Thursday, June 12, 2008

Laws and Theories

There’s a misconception among people who are not scientists or science enthusiasts that a scientific law is somehow superior to a scientific theory, as if a law is “proven” while a theory is just an educated guess. Apparently people confuse a theory with a hypothesis, which really is a guess based on the available facts (it doesn’t help that “theory” has the same meaning as “hypothesis” in common use). Hypotheses that withstand rigorous testing can go on to become theories, but there is no equivalent “upgrade” from theory to law. There is no such thing as a theory or law that is “proven true”; there are only theories and laws that are consistent with the evidence.

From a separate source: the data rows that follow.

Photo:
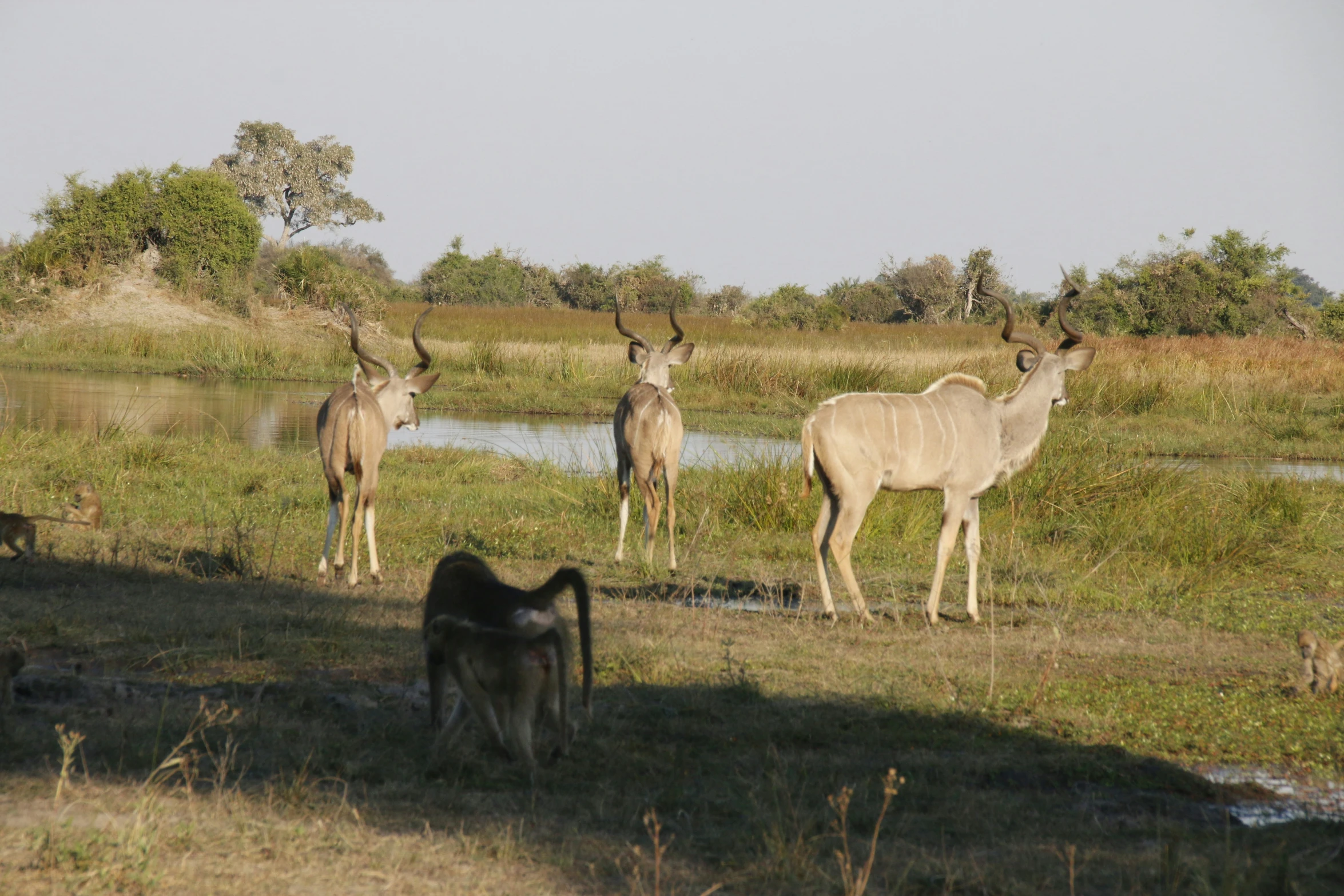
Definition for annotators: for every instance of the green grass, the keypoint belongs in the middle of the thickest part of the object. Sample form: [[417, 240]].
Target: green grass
[[1144, 622], [1256, 397]]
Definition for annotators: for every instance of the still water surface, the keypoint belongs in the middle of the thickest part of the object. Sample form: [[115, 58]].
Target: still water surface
[[284, 414]]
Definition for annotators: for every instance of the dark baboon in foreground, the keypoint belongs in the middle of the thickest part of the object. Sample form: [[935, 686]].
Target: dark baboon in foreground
[[506, 648], [15, 527], [508, 679], [1322, 667], [13, 659]]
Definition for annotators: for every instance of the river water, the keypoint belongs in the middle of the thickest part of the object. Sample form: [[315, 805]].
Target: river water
[[284, 414]]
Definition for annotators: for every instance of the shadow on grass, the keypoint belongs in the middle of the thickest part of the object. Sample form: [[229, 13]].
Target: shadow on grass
[[325, 684]]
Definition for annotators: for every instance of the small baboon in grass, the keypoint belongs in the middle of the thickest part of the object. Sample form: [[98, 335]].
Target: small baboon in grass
[[17, 525], [506, 648], [1322, 667], [86, 508], [13, 659]]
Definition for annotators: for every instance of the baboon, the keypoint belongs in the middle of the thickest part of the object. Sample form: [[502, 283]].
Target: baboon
[[508, 679], [17, 525], [88, 507], [13, 659], [490, 626], [1322, 667]]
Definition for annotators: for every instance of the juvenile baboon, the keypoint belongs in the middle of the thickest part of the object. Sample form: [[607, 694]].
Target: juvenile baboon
[[1322, 667], [508, 679], [88, 507], [13, 659], [491, 625], [17, 525]]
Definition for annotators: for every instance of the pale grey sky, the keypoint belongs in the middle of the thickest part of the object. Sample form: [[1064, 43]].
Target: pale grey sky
[[753, 144]]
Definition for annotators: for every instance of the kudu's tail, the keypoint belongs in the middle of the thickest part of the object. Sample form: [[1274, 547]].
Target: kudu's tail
[[808, 459], [571, 578]]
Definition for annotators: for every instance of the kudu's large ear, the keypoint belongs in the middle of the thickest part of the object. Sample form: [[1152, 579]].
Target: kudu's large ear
[[682, 354], [1078, 359], [423, 383]]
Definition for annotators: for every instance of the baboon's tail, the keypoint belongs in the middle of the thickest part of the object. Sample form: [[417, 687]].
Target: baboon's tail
[[808, 459], [571, 578]]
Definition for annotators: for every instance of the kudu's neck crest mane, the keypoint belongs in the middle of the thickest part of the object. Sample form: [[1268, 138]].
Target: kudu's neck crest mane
[[655, 364]]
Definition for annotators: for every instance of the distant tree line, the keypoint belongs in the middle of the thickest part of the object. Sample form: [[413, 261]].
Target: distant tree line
[[205, 229]]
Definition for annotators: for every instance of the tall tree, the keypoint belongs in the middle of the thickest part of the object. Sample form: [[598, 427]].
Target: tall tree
[[300, 183]]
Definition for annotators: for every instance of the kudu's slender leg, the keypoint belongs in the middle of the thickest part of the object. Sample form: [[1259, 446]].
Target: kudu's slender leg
[[348, 496], [842, 541], [652, 509], [369, 497], [670, 481], [822, 544], [332, 516], [373, 544], [623, 481], [354, 540], [971, 524], [953, 512]]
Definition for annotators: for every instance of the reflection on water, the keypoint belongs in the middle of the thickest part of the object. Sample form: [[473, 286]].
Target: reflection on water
[[284, 414], [1261, 467], [280, 414], [1300, 797]]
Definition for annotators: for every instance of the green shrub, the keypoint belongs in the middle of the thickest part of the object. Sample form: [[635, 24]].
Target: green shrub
[[206, 236], [321, 276], [205, 229], [1234, 286], [588, 288], [1331, 320], [867, 301], [793, 306]]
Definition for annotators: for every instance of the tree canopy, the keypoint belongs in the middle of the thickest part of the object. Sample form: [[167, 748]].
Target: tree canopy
[[300, 183]]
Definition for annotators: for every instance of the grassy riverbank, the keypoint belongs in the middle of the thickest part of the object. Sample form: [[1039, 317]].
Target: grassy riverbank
[[1143, 624], [1254, 397]]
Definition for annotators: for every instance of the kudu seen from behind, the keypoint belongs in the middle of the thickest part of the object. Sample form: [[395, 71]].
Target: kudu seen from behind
[[352, 428], [951, 437], [648, 433]]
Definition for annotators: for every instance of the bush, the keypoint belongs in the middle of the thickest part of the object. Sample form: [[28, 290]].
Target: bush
[[793, 306], [652, 286], [867, 301], [588, 288], [494, 278], [927, 290], [206, 236], [1233, 286], [323, 276], [205, 229], [1330, 323]]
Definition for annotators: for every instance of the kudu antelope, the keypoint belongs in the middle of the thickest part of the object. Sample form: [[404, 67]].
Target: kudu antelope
[[648, 433], [949, 437], [352, 428]]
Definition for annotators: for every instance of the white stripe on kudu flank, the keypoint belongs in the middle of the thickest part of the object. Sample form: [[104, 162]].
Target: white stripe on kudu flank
[[981, 441]]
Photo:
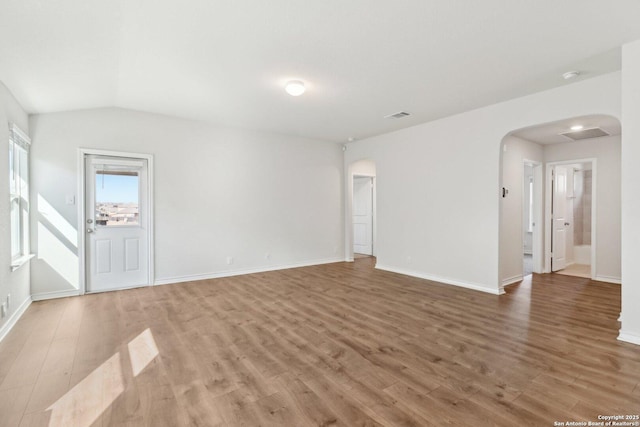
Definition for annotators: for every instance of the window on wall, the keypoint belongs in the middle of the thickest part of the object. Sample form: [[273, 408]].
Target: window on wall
[[19, 144]]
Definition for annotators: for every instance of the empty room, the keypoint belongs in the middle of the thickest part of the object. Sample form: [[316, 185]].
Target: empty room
[[360, 213]]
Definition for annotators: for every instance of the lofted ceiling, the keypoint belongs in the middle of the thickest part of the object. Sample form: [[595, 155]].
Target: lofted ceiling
[[226, 61]]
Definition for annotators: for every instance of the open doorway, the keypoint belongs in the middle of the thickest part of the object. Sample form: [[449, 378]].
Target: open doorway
[[584, 153], [532, 213], [571, 217], [360, 232], [362, 216]]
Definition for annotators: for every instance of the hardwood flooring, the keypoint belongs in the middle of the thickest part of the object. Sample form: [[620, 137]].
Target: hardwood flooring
[[332, 345]]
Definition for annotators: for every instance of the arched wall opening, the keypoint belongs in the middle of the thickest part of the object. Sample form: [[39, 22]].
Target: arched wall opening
[[359, 172], [551, 151]]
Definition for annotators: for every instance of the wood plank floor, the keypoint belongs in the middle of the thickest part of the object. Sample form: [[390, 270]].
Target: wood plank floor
[[340, 344]]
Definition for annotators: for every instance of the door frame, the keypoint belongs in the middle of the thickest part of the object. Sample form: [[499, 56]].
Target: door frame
[[538, 214], [548, 217], [373, 211], [82, 237], [349, 215]]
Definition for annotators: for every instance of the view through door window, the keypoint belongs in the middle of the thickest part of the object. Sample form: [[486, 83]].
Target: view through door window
[[117, 198]]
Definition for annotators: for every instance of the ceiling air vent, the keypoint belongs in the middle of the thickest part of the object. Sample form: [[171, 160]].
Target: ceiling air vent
[[585, 134], [398, 115]]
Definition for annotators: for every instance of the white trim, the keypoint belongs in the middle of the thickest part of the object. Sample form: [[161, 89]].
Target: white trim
[[513, 279], [11, 322], [348, 210], [55, 294], [629, 337], [547, 213], [609, 279], [444, 280], [230, 273], [20, 134], [82, 152], [19, 262]]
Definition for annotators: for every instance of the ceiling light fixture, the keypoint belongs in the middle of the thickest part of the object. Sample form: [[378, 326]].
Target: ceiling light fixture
[[571, 75], [294, 87]]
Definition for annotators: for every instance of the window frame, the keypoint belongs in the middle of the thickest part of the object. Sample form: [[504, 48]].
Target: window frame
[[19, 186]]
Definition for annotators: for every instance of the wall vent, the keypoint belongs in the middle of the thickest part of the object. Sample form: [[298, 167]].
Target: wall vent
[[398, 115], [585, 134]]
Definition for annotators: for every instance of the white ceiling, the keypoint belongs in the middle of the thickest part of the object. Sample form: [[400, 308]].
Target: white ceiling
[[226, 61], [550, 133]]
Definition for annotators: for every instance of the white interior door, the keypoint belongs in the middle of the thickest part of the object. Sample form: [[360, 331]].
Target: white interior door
[[363, 215], [117, 223], [537, 221], [559, 215]]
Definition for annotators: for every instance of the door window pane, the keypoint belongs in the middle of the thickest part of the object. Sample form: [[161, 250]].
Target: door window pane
[[117, 198]]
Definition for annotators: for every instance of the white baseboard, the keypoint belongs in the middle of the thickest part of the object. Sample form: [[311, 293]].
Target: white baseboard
[[445, 280], [230, 273], [56, 294], [11, 322], [609, 279], [511, 280], [629, 337]]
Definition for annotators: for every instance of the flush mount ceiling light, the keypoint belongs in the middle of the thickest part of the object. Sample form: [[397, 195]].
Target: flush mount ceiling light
[[571, 75], [294, 87]]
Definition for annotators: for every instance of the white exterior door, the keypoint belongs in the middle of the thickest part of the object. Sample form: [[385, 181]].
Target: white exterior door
[[363, 215], [117, 223], [560, 224]]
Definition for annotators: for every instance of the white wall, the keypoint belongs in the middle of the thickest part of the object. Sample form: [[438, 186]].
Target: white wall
[[606, 151], [219, 192], [527, 235], [514, 152], [630, 316], [15, 283], [438, 182], [365, 167]]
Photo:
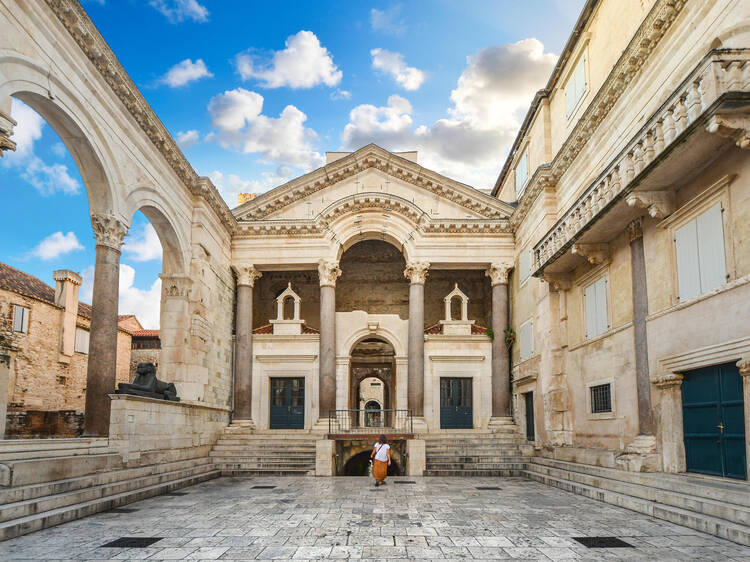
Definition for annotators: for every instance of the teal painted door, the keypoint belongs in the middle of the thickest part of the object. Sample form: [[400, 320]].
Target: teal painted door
[[714, 421], [287, 403], [455, 403]]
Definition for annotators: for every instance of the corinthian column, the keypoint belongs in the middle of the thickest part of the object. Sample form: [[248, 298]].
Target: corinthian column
[[243, 359], [328, 272], [101, 371], [498, 274], [416, 273]]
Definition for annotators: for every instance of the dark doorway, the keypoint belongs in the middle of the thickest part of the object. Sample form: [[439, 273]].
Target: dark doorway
[[456, 410], [529, 405], [287, 403], [714, 421]]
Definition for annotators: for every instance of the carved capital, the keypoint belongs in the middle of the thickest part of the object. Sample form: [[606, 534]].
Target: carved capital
[[109, 231], [248, 275], [667, 380], [658, 203], [498, 273], [558, 281], [594, 253], [328, 272], [731, 126], [416, 272]]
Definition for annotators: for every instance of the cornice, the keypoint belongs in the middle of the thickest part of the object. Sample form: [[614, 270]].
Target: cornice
[[75, 20], [651, 31]]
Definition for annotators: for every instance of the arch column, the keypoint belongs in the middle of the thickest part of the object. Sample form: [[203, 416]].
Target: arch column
[[416, 273], [243, 361], [328, 272], [498, 274], [101, 371]]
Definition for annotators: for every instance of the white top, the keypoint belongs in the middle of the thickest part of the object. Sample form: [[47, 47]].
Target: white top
[[382, 452]]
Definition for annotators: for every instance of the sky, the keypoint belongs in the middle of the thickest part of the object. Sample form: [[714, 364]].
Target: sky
[[255, 93]]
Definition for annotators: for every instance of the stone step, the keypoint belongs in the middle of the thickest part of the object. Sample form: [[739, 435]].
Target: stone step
[[34, 506], [698, 521], [724, 509], [38, 521]]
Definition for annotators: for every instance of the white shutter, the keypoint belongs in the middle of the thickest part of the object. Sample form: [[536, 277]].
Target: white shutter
[[688, 271], [711, 260]]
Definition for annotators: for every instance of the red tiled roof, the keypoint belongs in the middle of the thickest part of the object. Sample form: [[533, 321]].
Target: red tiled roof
[[268, 329], [436, 329]]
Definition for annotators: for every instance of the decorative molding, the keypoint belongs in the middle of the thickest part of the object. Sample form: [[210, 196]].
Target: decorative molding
[[248, 275], [74, 18], [109, 231], [498, 273], [594, 253], [659, 204], [328, 272], [416, 272]]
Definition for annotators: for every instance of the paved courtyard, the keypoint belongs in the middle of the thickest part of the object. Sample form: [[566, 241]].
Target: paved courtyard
[[318, 518]]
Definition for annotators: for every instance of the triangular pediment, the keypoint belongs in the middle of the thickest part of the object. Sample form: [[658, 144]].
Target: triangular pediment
[[380, 177]]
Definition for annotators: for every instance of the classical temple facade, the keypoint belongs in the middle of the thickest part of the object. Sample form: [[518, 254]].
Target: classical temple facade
[[586, 324]]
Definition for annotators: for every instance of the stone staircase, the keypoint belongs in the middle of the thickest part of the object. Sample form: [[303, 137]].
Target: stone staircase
[[716, 506], [490, 452], [244, 452]]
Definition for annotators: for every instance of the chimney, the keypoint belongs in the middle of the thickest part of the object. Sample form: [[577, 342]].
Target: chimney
[[66, 297]]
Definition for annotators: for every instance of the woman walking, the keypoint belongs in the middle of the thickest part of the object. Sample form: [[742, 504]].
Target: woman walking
[[381, 453]]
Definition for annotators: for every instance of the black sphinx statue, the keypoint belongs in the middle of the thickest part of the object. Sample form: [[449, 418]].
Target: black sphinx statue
[[146, 384]]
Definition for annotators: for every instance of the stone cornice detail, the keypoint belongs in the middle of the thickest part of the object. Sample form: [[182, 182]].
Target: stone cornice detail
[[366, 158], [75, 20], [498, 273], [109, 231], [646, 38], [416, 272]]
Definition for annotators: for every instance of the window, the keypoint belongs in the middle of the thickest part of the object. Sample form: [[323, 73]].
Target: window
[[20, 319], [701, 262], [524, 265], [575, 87], [601, 398], [526, 339], [595, 303], [82, 340], [522, 173]]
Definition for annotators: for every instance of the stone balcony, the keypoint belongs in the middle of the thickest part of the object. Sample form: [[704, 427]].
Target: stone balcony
[[708, 112]]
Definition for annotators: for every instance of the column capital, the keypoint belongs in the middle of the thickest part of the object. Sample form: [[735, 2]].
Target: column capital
[[416, 272], [248, 275], [328, 272], [498, 273], [109, 231]]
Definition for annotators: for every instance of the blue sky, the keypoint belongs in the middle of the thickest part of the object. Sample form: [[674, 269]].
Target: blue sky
[[257, 92]]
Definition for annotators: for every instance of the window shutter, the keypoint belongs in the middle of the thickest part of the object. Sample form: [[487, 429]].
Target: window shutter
[[711, 259], [688, 272]]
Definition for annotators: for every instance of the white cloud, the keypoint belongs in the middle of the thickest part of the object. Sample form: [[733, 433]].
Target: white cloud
[[391, 63], [186, 139], [489, 103], [177, 11], [303, 64], [185, 72], [236, 116], [56, 245], [388, 21], [46, 178], [143, 245]]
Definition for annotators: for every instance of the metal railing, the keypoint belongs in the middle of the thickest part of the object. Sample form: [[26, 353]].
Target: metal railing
[[370, 421]]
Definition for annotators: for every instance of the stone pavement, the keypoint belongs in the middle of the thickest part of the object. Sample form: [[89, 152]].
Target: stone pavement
[[329, 518]]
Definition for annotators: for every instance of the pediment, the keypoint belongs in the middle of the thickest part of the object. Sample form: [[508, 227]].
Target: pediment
[[373, 178]]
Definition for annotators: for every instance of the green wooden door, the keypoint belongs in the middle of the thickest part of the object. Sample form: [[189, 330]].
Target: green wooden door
[[714, 422], [287, 403], [456, 403]]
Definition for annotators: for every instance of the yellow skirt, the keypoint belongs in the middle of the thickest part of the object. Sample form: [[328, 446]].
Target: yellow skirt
[[379, 470]]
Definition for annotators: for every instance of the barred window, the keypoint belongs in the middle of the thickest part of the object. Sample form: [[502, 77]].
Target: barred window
[[601, 398]]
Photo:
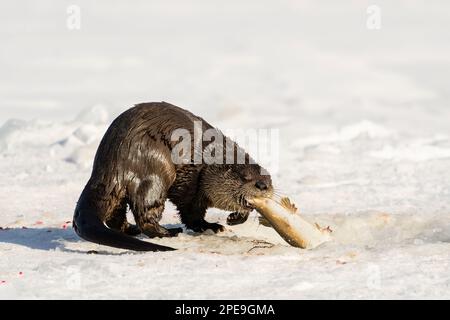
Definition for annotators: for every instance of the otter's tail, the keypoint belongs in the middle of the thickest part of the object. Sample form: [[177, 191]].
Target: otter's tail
[[91, 228]]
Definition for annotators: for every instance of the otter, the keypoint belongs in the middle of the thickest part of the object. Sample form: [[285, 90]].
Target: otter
[[133, 169]]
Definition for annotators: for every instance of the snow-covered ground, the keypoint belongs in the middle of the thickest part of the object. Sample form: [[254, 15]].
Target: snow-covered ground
[[364, 119]]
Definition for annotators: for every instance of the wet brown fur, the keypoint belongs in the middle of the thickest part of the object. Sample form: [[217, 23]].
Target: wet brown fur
[[133, 167]]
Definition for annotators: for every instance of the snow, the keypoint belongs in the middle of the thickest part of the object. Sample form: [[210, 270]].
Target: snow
[[364, 121]]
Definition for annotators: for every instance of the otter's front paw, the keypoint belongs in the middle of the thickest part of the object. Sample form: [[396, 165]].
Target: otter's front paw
[[237, 218]]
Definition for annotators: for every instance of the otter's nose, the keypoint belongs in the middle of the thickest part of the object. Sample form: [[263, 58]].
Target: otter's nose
[[261, 185]]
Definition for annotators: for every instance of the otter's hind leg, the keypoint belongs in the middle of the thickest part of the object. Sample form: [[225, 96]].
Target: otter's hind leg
[[118, 221], [147, 206]]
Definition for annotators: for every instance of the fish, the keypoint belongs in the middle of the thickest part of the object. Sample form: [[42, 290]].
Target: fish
[[283, 216]]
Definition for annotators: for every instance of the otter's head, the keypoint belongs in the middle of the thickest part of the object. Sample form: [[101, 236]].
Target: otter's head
[[229, 187]]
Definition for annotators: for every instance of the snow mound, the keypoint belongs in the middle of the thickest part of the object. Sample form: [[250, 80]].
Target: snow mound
[[350, 132]]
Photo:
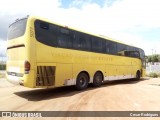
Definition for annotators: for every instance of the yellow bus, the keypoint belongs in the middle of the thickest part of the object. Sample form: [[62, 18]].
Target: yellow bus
[[44, 54]]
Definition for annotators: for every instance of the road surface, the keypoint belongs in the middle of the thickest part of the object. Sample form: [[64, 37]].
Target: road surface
[[125, 95]]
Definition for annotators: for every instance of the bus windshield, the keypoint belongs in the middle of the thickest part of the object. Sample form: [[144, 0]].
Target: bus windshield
[[17, 29]]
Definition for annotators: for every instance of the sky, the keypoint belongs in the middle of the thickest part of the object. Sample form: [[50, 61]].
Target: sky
[[135, 22]]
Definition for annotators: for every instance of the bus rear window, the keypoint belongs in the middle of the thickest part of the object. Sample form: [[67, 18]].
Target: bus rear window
[[17, 29]]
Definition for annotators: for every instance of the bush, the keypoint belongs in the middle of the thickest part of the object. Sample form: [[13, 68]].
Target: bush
[[2, 66], [154, 75]]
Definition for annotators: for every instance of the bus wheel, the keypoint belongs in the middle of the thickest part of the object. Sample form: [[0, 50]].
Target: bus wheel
[[82, 81], [138, 75], [97, 80]]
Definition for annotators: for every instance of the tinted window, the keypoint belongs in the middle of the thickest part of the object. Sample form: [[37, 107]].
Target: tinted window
[[111, 47], [96, 44], [17, 29], [81, 41], [46, 33], [64, 38]]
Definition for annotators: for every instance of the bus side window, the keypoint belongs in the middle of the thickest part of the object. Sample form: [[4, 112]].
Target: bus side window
[[96, 44], [44, 25], [46, 33], [64, 38], [111, 47]]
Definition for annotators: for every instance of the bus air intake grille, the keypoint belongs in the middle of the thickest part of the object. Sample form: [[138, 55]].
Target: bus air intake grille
[[45, 76]]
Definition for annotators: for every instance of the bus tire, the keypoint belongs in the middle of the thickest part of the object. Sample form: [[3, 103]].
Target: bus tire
[[97, 79], [138, 75], [82, 81]]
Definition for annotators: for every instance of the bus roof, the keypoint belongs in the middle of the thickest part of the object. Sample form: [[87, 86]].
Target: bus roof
[[86, 32]]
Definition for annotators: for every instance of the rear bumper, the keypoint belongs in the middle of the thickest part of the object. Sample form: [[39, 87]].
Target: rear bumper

A theory, then, is an explanation for some observed phenomenon that fits all the known facts. It is quite possible for more than one theory to explain a particular phenomenon; that’s where the principle of parsimony or “Occam’s Razor” comes into play. Basically, this principle says that any component of the theory that isn’t absolutely necessary to explain the phenomenon doesn’t belong in the theory.

The most blatant example of how laws are not superior to theories is Einstein’s Theory of General Relativity, which supersedes Newton’s Laws of Motion. Einstein’s Theory or Newton’s Laws both describe the motion of matter, and either can do the job well most of the time, but Newton’s Laws are usually easier to use: the math is just simpler to do. However, Einstein’s Theory is actually more accurate, especially in unusual situations, such as when an object is moving extremely quickly (as in “approaching the speed of light” quickly).